I think it depends on where you are going.  I just checked for Maui in January and you can stay at the Sheraton Maui Blackrock (which is a lovely hotel) for 20,000 points a night.  Or pay $379/night.  (Jan 10-13)

Plus you can send the points to Marriott and do better than that. 110,000 x 3 gives you 330K Marriott points.


----------



## tborr123

SandyPGravel said:


> Can someone tell me the value in buying one of these?  (I'm not trying to cause an argument, just trying to see the value.)  As an example I checked the $$ cost for a 12,000 point room compared the cost of using 12000 points at $0.0165c each.  The room was $162 cash, but the points would cost $198.   And if it is a no-no to convert the points to Marriott...you can only use them for SPG hotels or can you convert to airline miles?  I don't know if that conversion comes out any better. My understanding is for every 20,000 points you get 25,000 airline miles or something like that.



Can anyone buy a Starpoints package even if it is higher in price than for WSJ owners?


----------



## SandyPGravel

tborr123 said:


> Can anyone buy a Starpoints package even if it is higher in price than for WSJ owners?



I received this offer today:

https://storefront.points.com/spg/e...uyNow_ENG&SWAQ=1VC&SWAQD=26722&language=en_US


----------



## EnglishmanAbroad

SandyPGravel said:


> I received this offer today:
> 
> https://storefront.points.com/spg/e...uyNow_ENG&SWAQ=1VC&SWAQD=26722&language=en_US



So 2.275c/SP instead of their normal 3.5c/SP


----------



## SandyPGravel

EnglishmanAbroad said:


> So 2.275c/SP instead of their normal 3.5c/SP



I didn't say it was a good offer.


----------



## LisaH

Question: when you make SPG points reservation, do you still pay resort fee and tax?


----------



## SandyPGravel

LisaH said:


> Question: when you make SPG points reservation, do you still pay resort fee and tax?



Parking fee if Valet is the only option, but nothing else.


----------



## YYJMSP

SandyPGravel said:


> Parking fee if Valet is the only option, but nothing else.



the point redemption only covers room and taxes, you still pay resort fees, parking, etc


----------



## DavidnRobin

Hey Tuggers - let’s keep in mind that this is the WSJ thread, and while SP value is important- this has officially become tangential.
Perhaps we can have a separate thread for SP value/boasting?
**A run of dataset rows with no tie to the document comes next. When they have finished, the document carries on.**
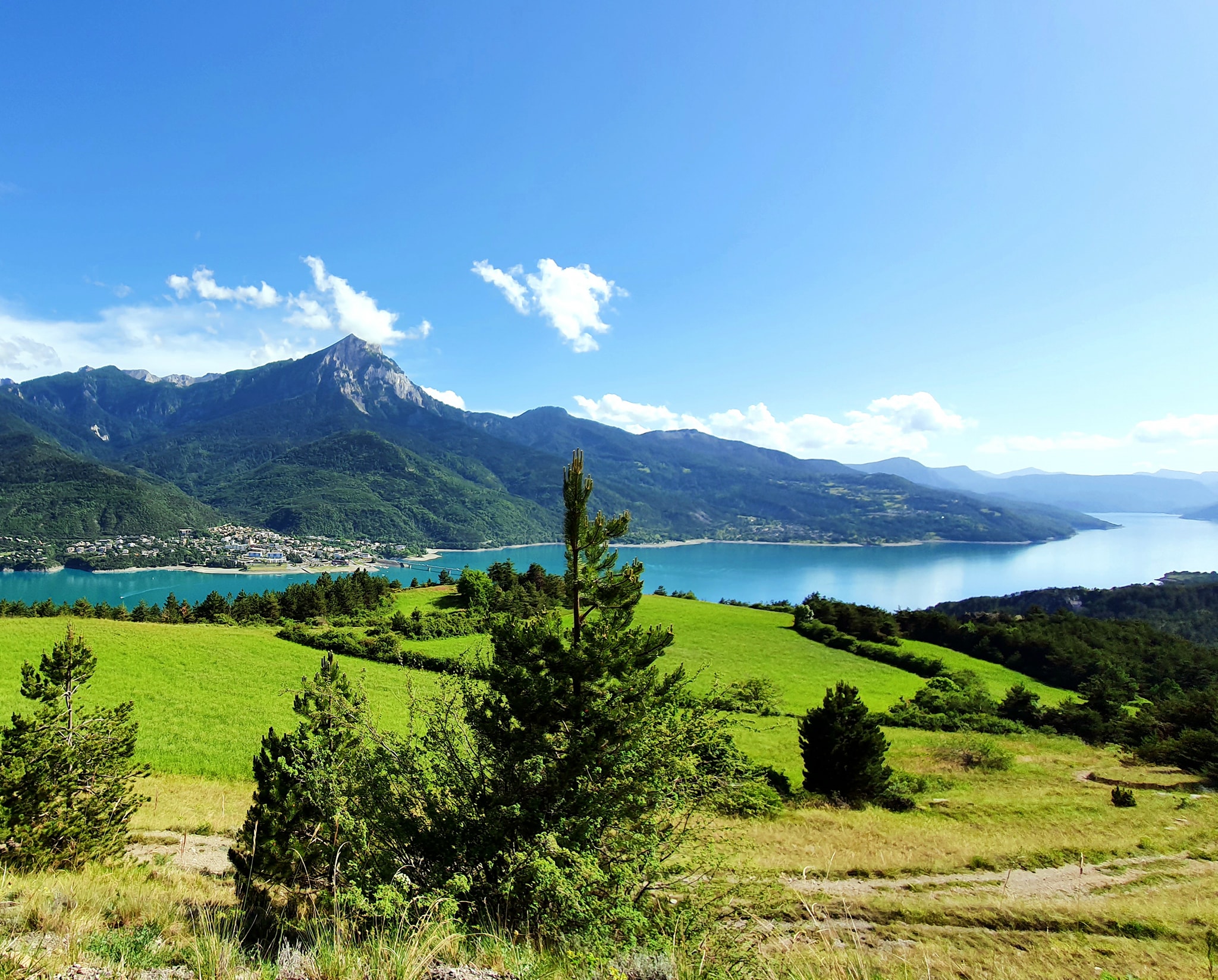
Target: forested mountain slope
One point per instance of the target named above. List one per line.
(1184, 605)
(343, 442)
(52, 494)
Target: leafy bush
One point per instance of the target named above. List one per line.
(808, 625)
(440, 625)
(861, 623)
(976, 754)
(754, 695)
(956, 702)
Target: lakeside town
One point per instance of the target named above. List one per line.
(222, 548)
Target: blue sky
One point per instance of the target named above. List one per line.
(969, 233)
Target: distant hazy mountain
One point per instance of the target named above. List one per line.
(343, 442)
(1176, 494)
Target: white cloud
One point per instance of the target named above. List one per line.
(202, 281)
(171, 339)
(307, 312)
(513, 290)
(1195, 429)
(1070, 441)
(22, 354)
(570, 297)
(633, 417)
(353, 312)
(447, 397)
(122, 290)
(900, 424)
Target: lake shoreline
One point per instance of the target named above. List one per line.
(891, 576)
(782, 544)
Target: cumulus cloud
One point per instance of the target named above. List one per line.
(353, 312)
(635, 417)
(305, 311)
(22, 354)
(211, 328)
(513, 290)
(447, 397)
(169, 339)
(202, 282)
(900, 424)
(570, 297)
(333, 303)
(1072, 441)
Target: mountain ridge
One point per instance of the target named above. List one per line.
(343, 441)
(1104, 494)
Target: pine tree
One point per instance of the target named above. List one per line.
(589, 754)
(843, 749)
(316, 787)
(67, 776)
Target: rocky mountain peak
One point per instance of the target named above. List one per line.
(367, 376)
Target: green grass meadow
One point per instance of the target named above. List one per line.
(205, 695)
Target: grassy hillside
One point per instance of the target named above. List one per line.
(994, 875)
(206, 694)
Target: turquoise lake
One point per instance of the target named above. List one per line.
(1145, 547)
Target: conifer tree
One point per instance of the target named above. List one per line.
(307, 827)
(67, 776)
(843, 749)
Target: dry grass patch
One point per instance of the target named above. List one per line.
(1037, 813)
(193, 805)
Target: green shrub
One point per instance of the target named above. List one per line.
(976, 754)
(754, 695)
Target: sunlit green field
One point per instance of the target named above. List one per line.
(206, 694)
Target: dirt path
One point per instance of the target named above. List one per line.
(1046, 883)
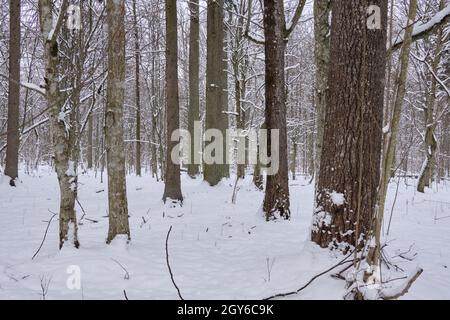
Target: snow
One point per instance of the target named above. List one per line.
(424, 27)
(337, 198)
(217, 250)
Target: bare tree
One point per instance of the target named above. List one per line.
(172, 175)
(194, 69)
(137, 58)
(350, 163)
(216, 116)
(12, 150)
(117, 192)
(65, 158)
(276, 201)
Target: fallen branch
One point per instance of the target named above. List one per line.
(391, 294)
(127, 274)
(281, 295)
(168, 264)
(45, 235)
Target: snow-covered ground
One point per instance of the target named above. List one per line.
(218, 250)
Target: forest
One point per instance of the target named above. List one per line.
(224, 149)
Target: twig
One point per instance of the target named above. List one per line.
(82, 209)
(405, 289)
(168, 264)
(280, 295)
(45, 235)
(127, 274)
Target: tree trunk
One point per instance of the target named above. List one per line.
(172, 181)
(350, 163)
(137, 57)
(194, 78)
(12, 149)
(430, 141)
(276, 201)
(322, 59)
(65, 168)
(215, 116)
(115, 151)
(390, 139)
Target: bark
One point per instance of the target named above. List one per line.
(276, 201)
(117, 192)
(390, 139)
(239, 64)
(13, 135)
(215, 116)
(194, 78)
(430, 141)
(322, 59)
(137, 57)
(172, 174)
(65, 168)
(350, 163)
(90, 131)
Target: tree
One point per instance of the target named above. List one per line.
(430, 142)
(115, 151)
(277, 33)
(172, 180)
(322, 58)
(350, 163)
(12, 150)
(194, 69)
(216, 114)
(276, 200)
(62, 134)
(137, 58)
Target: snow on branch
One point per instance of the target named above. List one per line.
(422, 30)
(28, 85)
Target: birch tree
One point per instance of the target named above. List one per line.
(65, 159)
(172, 180)
(12, 150)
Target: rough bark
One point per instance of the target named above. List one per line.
(65, 168)
(194, 78)
(13, 136)
(276, 200)
(322, 59)
(114, 142)
(350, 163)
(172, 174)
(215, 116)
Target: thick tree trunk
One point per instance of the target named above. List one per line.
(215, 116)
(194, 78)
(322, 59)
(350, 163)
(115, 151)
(65, 168)
(172, 174)
(137, 58)
(12, 149)
(276, 201)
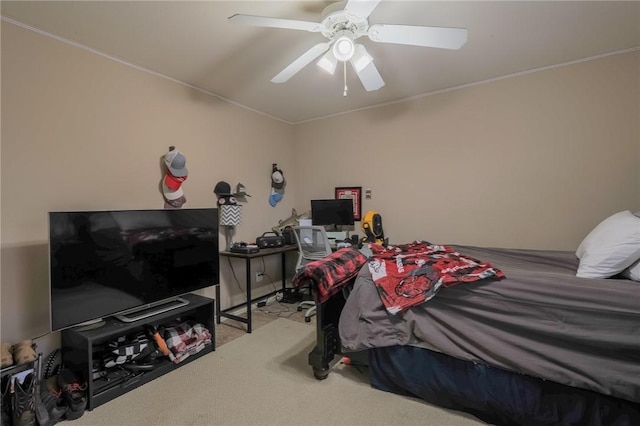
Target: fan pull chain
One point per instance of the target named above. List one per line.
(344, 93)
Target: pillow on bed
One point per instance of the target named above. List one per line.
(632, 272)
(610, 247)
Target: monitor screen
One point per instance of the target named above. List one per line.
(105, 262)
(334, 212)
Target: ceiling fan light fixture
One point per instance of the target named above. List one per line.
(343, 48)
(361, 58)
(328, 62)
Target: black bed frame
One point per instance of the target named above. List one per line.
(566, 402)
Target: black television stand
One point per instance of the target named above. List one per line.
(151, 309)
(81, 347)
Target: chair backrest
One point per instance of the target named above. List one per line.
(313, 244)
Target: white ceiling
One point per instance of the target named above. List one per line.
(194, 43)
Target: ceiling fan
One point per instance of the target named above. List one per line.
(344, 22)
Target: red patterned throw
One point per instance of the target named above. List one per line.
(407, 275)
(328, 275)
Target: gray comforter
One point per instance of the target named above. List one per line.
(540, 320)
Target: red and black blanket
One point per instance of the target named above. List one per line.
(328, 275)
(407, 275)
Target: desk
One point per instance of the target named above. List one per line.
(282, 251)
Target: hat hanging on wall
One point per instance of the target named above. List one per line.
(174, 177)
(223, 192)
(278, 184)
(241, 191)
(176, 163)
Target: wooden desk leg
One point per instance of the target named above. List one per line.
(283, 265)
(217, 303)
(248, 267)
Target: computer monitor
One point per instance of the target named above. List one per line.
(333, 212)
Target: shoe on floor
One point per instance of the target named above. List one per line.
(52, 400)
(24, 401)
(73, 392)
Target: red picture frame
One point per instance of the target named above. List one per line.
(355, 193)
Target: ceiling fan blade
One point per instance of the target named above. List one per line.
(361, 8)
(265, 21)
(370, 78)
(300, 63)
(445, 38)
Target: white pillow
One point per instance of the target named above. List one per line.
(632, 272)
(610, 247)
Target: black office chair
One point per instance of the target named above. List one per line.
(313, 244)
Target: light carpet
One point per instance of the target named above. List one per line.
(263, 378)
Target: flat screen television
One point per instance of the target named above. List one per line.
(128, 263)
(333, 212)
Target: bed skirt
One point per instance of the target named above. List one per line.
(493, 395)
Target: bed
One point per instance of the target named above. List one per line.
(538, 346)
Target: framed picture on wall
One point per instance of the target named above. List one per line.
(355, 193)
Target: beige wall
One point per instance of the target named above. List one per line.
(531, 161)
(80, 131)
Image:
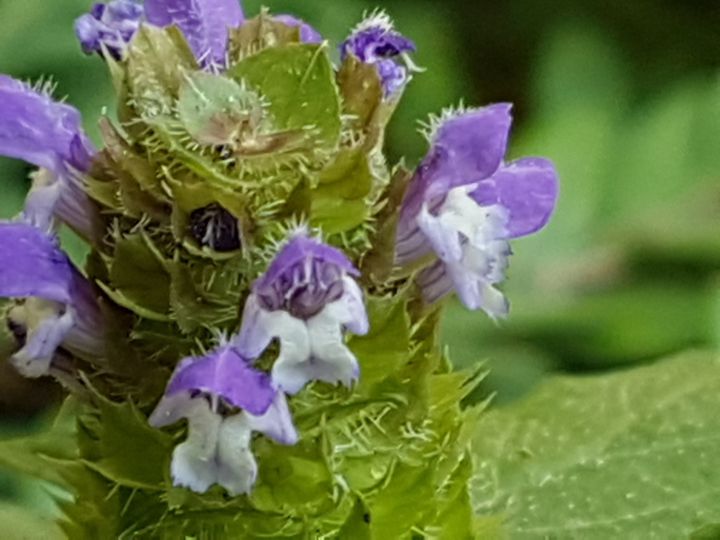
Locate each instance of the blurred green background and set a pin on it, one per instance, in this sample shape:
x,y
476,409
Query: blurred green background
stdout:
x,y
623,96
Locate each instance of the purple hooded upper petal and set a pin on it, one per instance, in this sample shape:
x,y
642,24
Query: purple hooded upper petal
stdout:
x,y
304,277
307,33
527,188
111,25
33,265
465,149
227,375
37,129
375,41
204,23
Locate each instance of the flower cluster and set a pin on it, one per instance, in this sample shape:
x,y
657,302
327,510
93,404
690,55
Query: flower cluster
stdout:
x,y
232,131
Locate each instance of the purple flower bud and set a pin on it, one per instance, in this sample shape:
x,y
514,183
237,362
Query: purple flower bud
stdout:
x,y
307,33
110,25
305,299
375,41
225,401
56,305
204,23
464,204
48,134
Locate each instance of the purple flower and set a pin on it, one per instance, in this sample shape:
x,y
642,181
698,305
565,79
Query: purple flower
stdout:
x,y
224,401
305,299
48,134
110,25
307,33
464,205
375,41
55,304
204,23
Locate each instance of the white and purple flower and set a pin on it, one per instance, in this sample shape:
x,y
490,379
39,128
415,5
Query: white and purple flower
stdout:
x,y
375,41
49,135
465,204
109,26
204,23
224,401
55,306
305,299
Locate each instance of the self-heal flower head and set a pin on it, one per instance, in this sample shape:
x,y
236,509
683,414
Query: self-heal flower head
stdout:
x,y
56,305
375,41
110,26
224,401
49,135
305,299
464,205
205,24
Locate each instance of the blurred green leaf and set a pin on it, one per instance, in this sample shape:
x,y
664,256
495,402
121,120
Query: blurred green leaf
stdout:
x,y
22,524
119,444
626,455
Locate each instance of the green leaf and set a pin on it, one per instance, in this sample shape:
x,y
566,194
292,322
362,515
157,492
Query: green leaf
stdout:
x,y
386,348
401,505
298,81
46,454
339,204
22,524
216,110
157,60
626,455
117,442
357,525
138,274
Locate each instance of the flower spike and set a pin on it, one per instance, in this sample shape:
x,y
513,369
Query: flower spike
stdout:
x,y
56,305
204,23
224,401
375,41
305,299
109,26
464,205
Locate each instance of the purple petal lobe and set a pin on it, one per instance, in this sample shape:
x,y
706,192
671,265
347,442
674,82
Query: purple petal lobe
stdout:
x,y
375,41
307,33
527,188
465,149
41,131
204,23
304,277
276,423
33,265
226,374
111,25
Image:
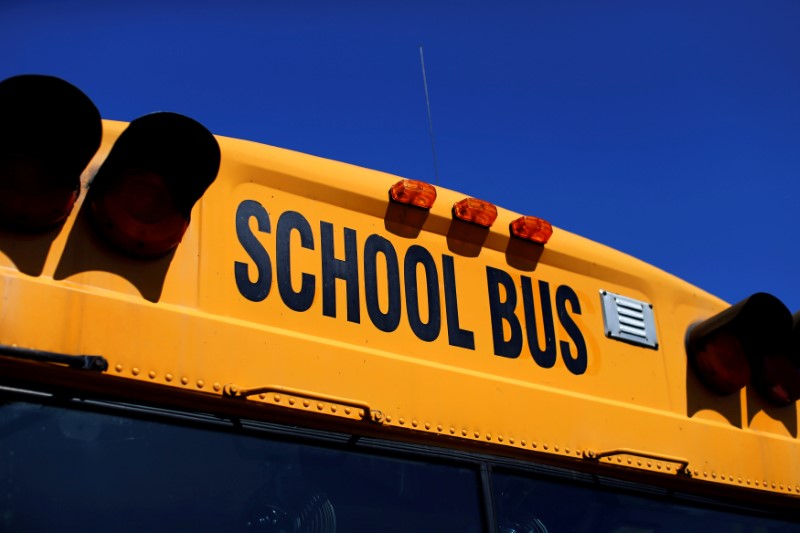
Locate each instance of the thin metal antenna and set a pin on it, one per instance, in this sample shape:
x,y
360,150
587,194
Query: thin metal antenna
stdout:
x,y
430,119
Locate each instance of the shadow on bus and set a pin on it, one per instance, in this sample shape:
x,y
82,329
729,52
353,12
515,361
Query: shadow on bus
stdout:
x,y
787,416
28,252
700,398
84,252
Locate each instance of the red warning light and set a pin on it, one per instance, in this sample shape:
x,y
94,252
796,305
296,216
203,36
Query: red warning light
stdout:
x,y
49,130
142,197
749,339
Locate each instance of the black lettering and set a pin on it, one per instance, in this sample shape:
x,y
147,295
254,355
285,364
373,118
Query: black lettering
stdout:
x,y
389,320
455,335
257,290
417,255
503,311
546,357
345,269
296,300
577,363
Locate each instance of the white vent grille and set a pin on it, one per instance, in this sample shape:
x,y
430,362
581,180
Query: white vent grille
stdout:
x,y
628,320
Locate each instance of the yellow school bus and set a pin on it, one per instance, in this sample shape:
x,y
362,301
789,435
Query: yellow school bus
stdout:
x,y
202,333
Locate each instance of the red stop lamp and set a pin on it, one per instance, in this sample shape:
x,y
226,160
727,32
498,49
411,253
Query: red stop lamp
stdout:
x,y
413,192
475,211
726,349
532,229
49,131
141,199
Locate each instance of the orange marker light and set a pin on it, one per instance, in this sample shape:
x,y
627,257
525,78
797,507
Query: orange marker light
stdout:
x,y
141,199
414,192
48,133
532,229
475,211
750,337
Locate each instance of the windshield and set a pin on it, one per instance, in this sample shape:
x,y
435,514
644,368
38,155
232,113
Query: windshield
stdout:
x,y
73,469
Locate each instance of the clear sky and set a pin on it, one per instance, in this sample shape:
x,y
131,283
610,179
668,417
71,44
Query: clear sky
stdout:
x,y
667,129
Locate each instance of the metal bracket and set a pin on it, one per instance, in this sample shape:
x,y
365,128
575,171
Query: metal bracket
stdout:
x,y
302,399
639,459
97,363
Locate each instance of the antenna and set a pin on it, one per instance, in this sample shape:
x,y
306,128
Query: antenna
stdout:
x,y
430,119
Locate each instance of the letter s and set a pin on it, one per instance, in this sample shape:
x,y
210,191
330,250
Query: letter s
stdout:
x,y
257,290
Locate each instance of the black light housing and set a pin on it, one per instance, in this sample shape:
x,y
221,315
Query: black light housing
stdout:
x,y
49,131
141,199
749,340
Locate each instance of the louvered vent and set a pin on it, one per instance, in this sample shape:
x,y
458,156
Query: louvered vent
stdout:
x,y
628,320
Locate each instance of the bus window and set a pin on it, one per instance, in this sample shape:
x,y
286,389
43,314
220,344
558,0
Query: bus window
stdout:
x,y
535,505
80,470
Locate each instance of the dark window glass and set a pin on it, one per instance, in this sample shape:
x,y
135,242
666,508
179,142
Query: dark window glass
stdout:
x,y
533,505
75,470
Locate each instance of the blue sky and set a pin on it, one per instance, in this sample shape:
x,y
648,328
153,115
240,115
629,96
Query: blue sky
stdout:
x,y
667,129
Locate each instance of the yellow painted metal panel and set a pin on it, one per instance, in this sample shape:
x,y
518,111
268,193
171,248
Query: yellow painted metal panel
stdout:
x,y
424,334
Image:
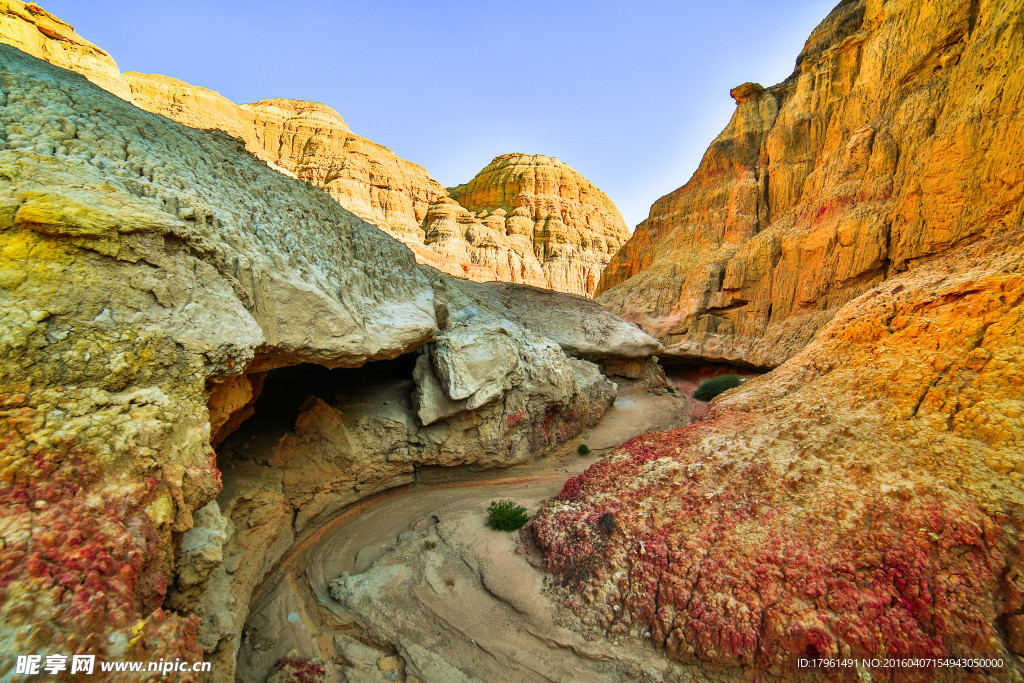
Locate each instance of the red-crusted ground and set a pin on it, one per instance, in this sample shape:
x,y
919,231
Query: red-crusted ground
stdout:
x,y
82,547
862,500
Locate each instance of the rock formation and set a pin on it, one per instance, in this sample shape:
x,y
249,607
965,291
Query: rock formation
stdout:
x,y
33,30
157,287
851,171
561,232
549,210
864,498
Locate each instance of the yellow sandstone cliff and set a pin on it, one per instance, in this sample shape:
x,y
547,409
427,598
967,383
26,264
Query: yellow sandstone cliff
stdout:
x,y
852,170
311,141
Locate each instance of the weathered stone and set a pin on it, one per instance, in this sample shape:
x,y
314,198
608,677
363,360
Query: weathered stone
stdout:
x,y
152,276
849,172
311,141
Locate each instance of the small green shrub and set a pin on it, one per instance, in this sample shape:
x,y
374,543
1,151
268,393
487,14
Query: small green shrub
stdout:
x,y
506,515
716,385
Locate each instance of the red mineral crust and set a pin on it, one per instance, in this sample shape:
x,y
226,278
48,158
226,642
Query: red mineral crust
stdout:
x,y
861,500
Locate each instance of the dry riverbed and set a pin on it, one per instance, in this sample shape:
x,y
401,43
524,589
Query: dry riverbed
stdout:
x,y
412,585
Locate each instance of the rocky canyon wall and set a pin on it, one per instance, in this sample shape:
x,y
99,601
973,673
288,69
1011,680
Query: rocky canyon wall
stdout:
x,y
894,140
560,232
156,281
864,498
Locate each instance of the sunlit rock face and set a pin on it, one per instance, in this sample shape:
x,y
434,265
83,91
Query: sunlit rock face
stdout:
x,y
153,279
548,210
895,139
33,30
864,498
563,237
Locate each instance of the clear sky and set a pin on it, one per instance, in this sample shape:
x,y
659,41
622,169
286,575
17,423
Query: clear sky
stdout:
x,y
628,93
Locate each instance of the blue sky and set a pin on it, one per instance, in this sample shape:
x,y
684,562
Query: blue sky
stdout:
x,y
628,93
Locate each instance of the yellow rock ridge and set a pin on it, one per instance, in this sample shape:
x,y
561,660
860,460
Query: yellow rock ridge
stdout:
x,y
852,170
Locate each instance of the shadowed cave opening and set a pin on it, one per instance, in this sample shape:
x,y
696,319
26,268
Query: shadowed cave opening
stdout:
x,y
282,393
687,375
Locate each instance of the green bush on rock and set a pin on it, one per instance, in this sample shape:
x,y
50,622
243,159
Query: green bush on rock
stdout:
x,y
716,385
506,515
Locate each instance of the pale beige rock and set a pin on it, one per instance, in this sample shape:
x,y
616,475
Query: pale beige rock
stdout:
x,y
560,232
851,171
550,211
33,30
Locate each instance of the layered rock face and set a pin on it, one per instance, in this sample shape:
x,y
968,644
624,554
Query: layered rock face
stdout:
x,y
33,30
864,498
155,281
560,231
848,173
548,209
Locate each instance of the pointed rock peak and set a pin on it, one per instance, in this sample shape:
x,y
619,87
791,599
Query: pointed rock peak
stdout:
x,y
743,92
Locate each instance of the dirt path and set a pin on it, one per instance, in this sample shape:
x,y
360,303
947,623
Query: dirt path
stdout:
x,y
423,590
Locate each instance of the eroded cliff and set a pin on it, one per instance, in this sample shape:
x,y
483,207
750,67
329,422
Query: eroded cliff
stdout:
x,y
157,283
570,228
863,498
851,171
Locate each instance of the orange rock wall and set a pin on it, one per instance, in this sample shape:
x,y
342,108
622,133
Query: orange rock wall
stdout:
x,y
851,171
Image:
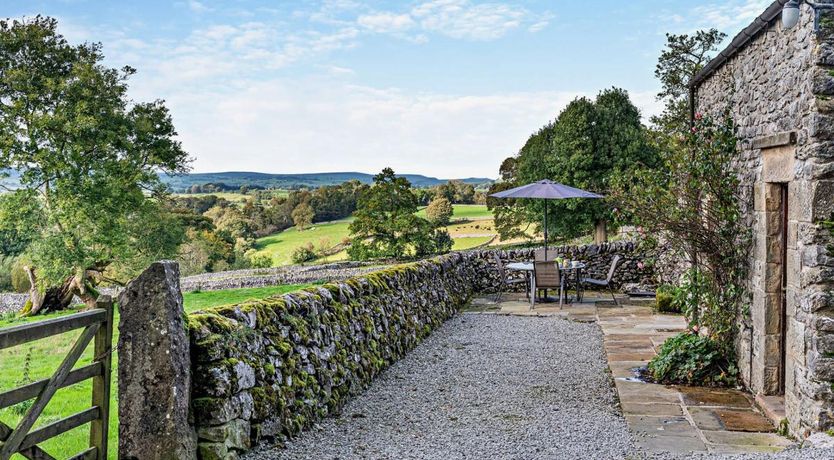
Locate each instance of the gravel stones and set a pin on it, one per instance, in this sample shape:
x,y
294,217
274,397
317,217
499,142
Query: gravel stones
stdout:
x,y
481,386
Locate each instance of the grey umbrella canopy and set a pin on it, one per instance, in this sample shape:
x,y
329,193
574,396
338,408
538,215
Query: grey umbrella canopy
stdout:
x,y
545,190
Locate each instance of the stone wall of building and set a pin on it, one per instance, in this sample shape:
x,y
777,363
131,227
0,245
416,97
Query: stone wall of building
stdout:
x,y
779,90
269,368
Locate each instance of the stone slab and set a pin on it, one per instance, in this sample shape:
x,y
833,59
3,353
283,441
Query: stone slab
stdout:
x,y
654,409
669,425
714,397
674,444
736,438
746,420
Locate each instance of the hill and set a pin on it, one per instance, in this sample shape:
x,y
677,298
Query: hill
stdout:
x,y
235,179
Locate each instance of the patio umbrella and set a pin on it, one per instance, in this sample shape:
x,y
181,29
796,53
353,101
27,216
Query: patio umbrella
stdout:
x,y
545,190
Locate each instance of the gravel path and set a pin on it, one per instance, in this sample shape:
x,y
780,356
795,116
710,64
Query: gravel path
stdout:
x,y
481,387
489,387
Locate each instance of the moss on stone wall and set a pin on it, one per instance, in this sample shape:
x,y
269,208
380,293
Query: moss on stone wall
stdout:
x,y
274,366
267,369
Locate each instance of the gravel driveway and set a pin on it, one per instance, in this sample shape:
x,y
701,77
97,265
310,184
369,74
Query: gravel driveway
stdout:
x,y
489,387
481,387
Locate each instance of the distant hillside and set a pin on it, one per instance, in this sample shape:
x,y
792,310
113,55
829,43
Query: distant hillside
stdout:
x,y
236,179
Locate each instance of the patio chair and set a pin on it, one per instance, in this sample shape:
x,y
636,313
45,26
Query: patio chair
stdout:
x,y
538,254
504,281
607,281
548,277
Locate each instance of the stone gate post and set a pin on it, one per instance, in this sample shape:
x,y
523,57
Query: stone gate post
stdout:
x,y
154,368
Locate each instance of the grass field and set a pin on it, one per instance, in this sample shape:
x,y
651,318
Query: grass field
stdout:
x,y
234,197
472,225
465,212
280,245
45,355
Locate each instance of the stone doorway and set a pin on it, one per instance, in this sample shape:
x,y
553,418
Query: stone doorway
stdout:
x,y
775,277
772,364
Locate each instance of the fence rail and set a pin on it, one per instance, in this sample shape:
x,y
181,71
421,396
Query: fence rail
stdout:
x,y
97,325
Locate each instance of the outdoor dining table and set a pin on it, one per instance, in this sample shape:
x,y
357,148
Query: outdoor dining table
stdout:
x,y
570,271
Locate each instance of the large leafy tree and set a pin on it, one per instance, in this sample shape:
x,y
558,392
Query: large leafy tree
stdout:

Sent from my iPhone using Tapatalk


----------



## cubigbird

Back to WSJ.  According to News of St John, It looks like WSJ now has power.

http://newsofstjohn.com/2017/11/02/random-ramblings-by-jenn/


----------



## tomandrobin

When does the starpoint sale end for WSJ owners?


----------



## GrayFal

DavidnRobin said:


> Hey Tuggers - let’s keep in mind that this is the WSJ thread, and while SP value is important- this has officially become tangential.
> Perhaps we can have a separate thread for SP value/boasting?
> 
> 
> Sent from my iPhone using Tapatalk


Agree ( and I am kind of the guilty ones!) 
Let's see if Denise can separate out these posts as I am interested in hearing others experiences comments on SPG usage.


----------



## SMHarman

LisaH said:


> Question: when you make SPG points reservation, do you still pay resort fee and tax?


I did at WSJ. (how on topic is that)


----------



## SMHarman

Dedupe


----------



## LisaH

tomandrobin said:


> When does the starpoint sale end for WSJ owners?


I called and was told it ends by Nov 30.


----------



## tomandrobin

LisaH said:


> I called and was told it ends by Nov 30.



Thank You!


----------



## LisaH

I am waiting to charge it to my newly applied SPG Amex card  It has not arrived yet.


----------



## cubigbird

Suggestion of WSJ part 3 new thread.  This thread has completely deviated away from WSJ discussion, rather now usages of Starpoints.


----------



## DavidnRobin

cubigbird said:


> Suggestion of WSJ part 3 new thread.  This thread has completely deviated away from WSJ discussion, rather now usages of Starpoints.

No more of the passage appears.